Tunesiens Imker schlagen Alarm: Honigimporte verdreifacht, billige Sirupe verdrängen lokale Produzenten
Tunesiens Imker berichten, dass sich die Honigimporte seit 2020 verdreifacht haben und den heimischen Bedarf weit übersteigen. Die Bauerngewerkschaft von Bizerte warnt, dass Industriezuckersirupe aus China und Indien als echter Honig zu niedrigen Preisen verkauft werden und die lokale Imkerei bedrohen.
Importe seit 2020 verdreifacht
Tunesiens Imker warnen, dass ein starker Anstieg der Honigimporte den heimischen Markt untergräbt. Nach Angaben tunesischer Agrarquellen hat sich das Volumen des eingeführten Honigs seit 2020 verdreifacht und ein Niveau erreicht, das den Bedarf des nationalen Marktes bei Weitem übersteigt.
Sorge bereitet nicht nur die Menge, sondern auch, wohin diese Volumina fließen.

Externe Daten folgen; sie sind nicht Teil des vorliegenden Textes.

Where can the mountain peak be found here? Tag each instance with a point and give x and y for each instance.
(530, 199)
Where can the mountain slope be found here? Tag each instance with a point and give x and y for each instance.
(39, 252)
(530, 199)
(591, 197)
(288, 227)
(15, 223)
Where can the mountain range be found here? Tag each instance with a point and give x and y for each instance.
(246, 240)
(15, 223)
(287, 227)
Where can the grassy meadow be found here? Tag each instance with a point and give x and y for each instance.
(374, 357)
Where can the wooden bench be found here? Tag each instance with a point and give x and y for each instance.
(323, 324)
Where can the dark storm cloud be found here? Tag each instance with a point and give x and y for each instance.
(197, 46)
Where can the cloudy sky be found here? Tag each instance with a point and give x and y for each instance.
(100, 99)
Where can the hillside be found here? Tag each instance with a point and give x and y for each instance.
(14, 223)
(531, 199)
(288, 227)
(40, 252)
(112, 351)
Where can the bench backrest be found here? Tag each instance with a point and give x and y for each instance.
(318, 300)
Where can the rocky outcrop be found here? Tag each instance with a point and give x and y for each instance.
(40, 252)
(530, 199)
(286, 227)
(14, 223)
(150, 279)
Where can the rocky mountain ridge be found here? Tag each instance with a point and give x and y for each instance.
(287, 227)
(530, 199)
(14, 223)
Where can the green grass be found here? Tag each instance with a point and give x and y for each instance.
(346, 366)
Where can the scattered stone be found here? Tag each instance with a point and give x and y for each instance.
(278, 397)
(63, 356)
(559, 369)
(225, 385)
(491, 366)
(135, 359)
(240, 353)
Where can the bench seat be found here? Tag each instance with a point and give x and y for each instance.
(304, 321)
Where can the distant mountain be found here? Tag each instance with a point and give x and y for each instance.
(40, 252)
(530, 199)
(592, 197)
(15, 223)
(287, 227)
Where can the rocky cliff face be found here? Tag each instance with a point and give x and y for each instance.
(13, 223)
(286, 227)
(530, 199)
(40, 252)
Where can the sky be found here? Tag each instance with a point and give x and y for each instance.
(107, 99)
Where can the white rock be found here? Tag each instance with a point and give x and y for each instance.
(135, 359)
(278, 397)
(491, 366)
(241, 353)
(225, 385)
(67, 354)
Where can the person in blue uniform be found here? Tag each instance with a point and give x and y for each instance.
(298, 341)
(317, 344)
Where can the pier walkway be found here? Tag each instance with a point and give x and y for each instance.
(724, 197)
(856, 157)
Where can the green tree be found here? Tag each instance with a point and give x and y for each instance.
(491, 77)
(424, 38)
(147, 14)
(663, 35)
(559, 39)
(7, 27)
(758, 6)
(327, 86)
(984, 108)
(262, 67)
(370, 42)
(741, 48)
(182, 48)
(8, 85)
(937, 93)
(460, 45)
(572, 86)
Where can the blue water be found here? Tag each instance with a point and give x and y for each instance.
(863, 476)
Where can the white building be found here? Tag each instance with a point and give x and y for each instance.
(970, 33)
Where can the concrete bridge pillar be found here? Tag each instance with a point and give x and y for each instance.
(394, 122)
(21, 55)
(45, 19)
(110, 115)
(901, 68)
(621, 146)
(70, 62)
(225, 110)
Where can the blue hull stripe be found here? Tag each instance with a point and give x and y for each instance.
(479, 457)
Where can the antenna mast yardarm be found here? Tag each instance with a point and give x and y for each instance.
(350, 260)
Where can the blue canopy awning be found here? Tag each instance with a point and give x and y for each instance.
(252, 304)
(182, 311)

Da die Importe das übersteigen, was der heimische Konsum aufnehmen kann, verdrängt nach Angaben der Produzenten die billigere ausländische Ware tunesischen Honig aus den Regalen und drückt die Großhandelspreise.
Zuckersirupe als Honig verkauft
Die Bauerngewerkschaft von Bizerte hat den massenhaften Verkauf von Industriezuckersirupen angeprangert, die aus China und Indien eingeführt und als echter Honig vermarktet werden. Zu niedrigen Preisen verkauft, konkurrieren diese Produkte direkt mit echtem tunesischem Honig, der die höheren Produktionskosten einer echten Imkerei trägt.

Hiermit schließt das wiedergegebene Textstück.